Student advocates and lawmakers are renewing calls for loan forgiveness after Corinthian Colleges’ announcement Sunday that it will close its remaining campuses. 

Corinthian on Monday did not reopen 28 campuses enrolling 16,000 students. The company declined to comment beyond a press release. 

Lawmakers including Sen. Dick Durbin (D-Ill.) and Sen. Elizabeth Warren (D-Mass.), in wake of the closings, asked the Department of Education and major federal loan servicers to ensure Corinthian students know their options for financial relief. 

"Finally, we see the end of this rotten company but there are still thousands of students who may never see the end of the damage Corinthian has caused if the Department of Education doesn’t move quickly to provide some relief," Sen. Dick Durbin (D-Ill.) said.

The closings mark a quick end to what had been a steady dismantling of one of the country’s largest for-profit schools. Corinthian's network of for-profit schools once included 100 campuses across the U.S., with about 74,000 students were enrolled. 

But last summer the Education Department intervened in the company’s operations, cutting off Corinthian’s access to federal student loans without which it could not survive. It was an unprecedented move that followed allegations that Corinthian falsified graduation statistics, inflated job numbers and abused the student lending process. Since then the school has been winding down its operations.  

The government previously struck a deal with ECMC Group, allowing the student debt guarantor to acquire some of Corinthian's campuses.

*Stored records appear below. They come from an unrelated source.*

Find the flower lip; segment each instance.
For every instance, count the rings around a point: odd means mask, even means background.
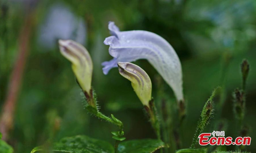
[[[117,65],[120,74],[131,82],[132,86],[141,103],[148,106],[152,88],[148,75],[143,69],[132,63],[119,62]]]
[[[59,40],[60,53],[70,62],[73,71],[83,91],[91,89],[93,64],[88,51],[81,44],[72,40]]]

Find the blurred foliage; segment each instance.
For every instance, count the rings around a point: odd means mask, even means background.
[[[236,123],[232,113],[232,93],[241,87],[239,66],[244,58],[250,62],[250,71],[244,122],[251,129],[256,129],[255,1],[3,0],[0,5],[1,109],[17,57],[19,35],[28,14],[33,17],[35,25],[16,106],[14,123],[8,142],[15,152],[29,152],[49,139],[58,141],[77,135],[85,134],[114,143],[109,131],[116,130],[116,127],[88,115],[83,109],[81,90],[70,63],[61,55],[58,48],[58,39],[75,39],[77,33],[74,31],[74,34],[64,38],[56,35],[55,45],[51,47],[39,39],[44,33],[40,29],[46,26],[42,25],[47,25],[46,18],[51,16],[49,9],[54,5],[71,11],[84,23],[86,38],[83,41],[93,61],[92,84],[101,110],[106,114],[113,113],[122,121],[127,140],[155,138],[155,136],[130,83],[122,78],[117,69],[107,76],[102,72],[101,63],[112,58],[108,47],[103,43],[104,38],[110,35],[107,27],[109,21],[115,21],[122,31],[140,29],[156,33],[166,39],[176,51],[182,66],[187,104],[186,118],[181,127],[183,148],[190,145],[202,108],[212,89],[219,85],[225,86],[223,108],[216,110],[216,116],[220,118],[212,120],[204,131],[212,131],[215,123],[220,119],[226,119],[226,135],[235,137],[239,134],[239,130],[233,127]],[[59,15],[60,18],[65,17]],[[68,22],[58,21],[56,19],[54,28],[49,29],[51,33],[57,31],[58,27],[72,26]],[[226,60],[227,57],[228,60]],[[153,81],[158,76],[156,71],[145,60],[136,63],[148,74],[152,80],[154,97],[157,98],[158,91]],[[164,84],[163,89],[168,102],[175,104],[170,88]],[[218,99],[214,101],[218,105]],[[249,135],[251,144],[255,144],[256,133]],[[227,149],[234,150],[233,147],[227,146]],[[256,146],[246,146],[245,149],[253,152]]]

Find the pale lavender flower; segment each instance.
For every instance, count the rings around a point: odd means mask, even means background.
[[[120,32],[114,22],[108,29],[113,35],[104,41],[109,45],[109,54],[114,58],[102,65],[107,74],[117,62],[131,62],[146,59],[172,88],[177,100],[183,99],[182,71],[177,54],[170,44],[160,36],[143,30]]]

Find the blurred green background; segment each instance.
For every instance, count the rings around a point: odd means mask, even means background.
[[[218,85],[225,87],[226,97],[222,111],[216,110],[216,115],[225,121],[226,136],[239,135],[234,128],[232,92],[241,86],[240,64],[247,59],[250,69],[244,123],[249,127],[252,142],[245,149],[256,151],[256,1],[1,0],[0,4],[1,110],[15,63],[22,55],[20,48],[26,43],[28,47],[8,138],[15,152],[30,152],[49,139],[56,141],[80,134],[114,142],[110,132],[116,127],[83,108],[70,63],[60,52],[57,42],[60,39],[75,40],[89,51],[93,62],[92,84],[101,111],[113,113],[123,121],[127,139],[156,137],[130,82],[119,75],[117,68],[107,75],[102,73],[101,63],[112,59],[108,46],[103,43],[110,35],[110,21],[121,31],[156,33],[176,51],[182,65],[187,104],[181,127],[183,148],[190,146],[203,107]],[[149,75],[157,99],[160,89],[156,85],[156,70],[146,60],[136,63]],[[172,91],[162,82],[161,90],[175,107]],[[217,130],[213,127],[218,121],[212,121],[206,132]]]

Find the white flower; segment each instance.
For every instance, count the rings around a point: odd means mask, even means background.
[[[157,34],[143,30],[120,32],[113,22],[108,29],[112,36],[104,41],[109,45],[109,54],[114,58],[102,63],[107,74],[117,62],[130,62],[146,59],[172,88],[178,101],[183,100],[182,70],[180,62],[173,48]]]

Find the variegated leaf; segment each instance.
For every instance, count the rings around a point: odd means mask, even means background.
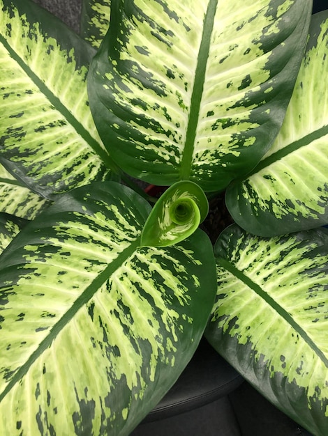
[[[0,428],[124,436],[191,359],[216,293],[201,231],[140,247],[147,201],[116,183],[73,189],[0,263]]]
[[[271,144],[301,62],[308,0],[112,1],[88,88],[124,171],[216,191]]]
[[[27,222],[25,219],[0,212],[0,254]]]
[[[0,162],[46,198],[108,178],[89,107],[94,52],[29,0],[0,0]]]
[[[110,26],[111,0],[82,0],[80,33],[92,47],[98,47]]]
[[[313,17],[306,55],[272,148],[227,205],[246,230],[264,236],[328,224],[328,12]]]
[[[216,245],[206,336],[276,406],[328,434],[328,231],[261,238],[236,224]]]
[[[0,164],[0,212],[33,219],[50,201],[23,186]]]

ECMC then agreed to wipe out $480 million in debt to avoid any liability for Corinthian's alleged illegal activity.   

Corinthian since then has been trying to sell its remaining campuses to no avail.

Pressure from lawmakers and student advocates to help Corinthian students has been building. Senate Democrats have pointed out that the Education Department must offer to discharge loans when institutions shut down.

Just last week, House lawmakers asked Education Secretary Arne Duncan to forgive the debt of current and former Corinthian students. Another 20 senators pointed to Corinthian’s collapse as reason to publish federal financial aid sources under the 90-10 rule, which allows no more than 90% of for-profit colleges’ revenue to come from federal student aid.

In a blog post, Education Undersecretary Ted Mitchell encouraged Corinthian students to pursue debt relief with their states. Students whose schools closed may be eligible for loan discharges, he said.

Mitchell also said the department is working with state community college systems to ensure that students can continue studying.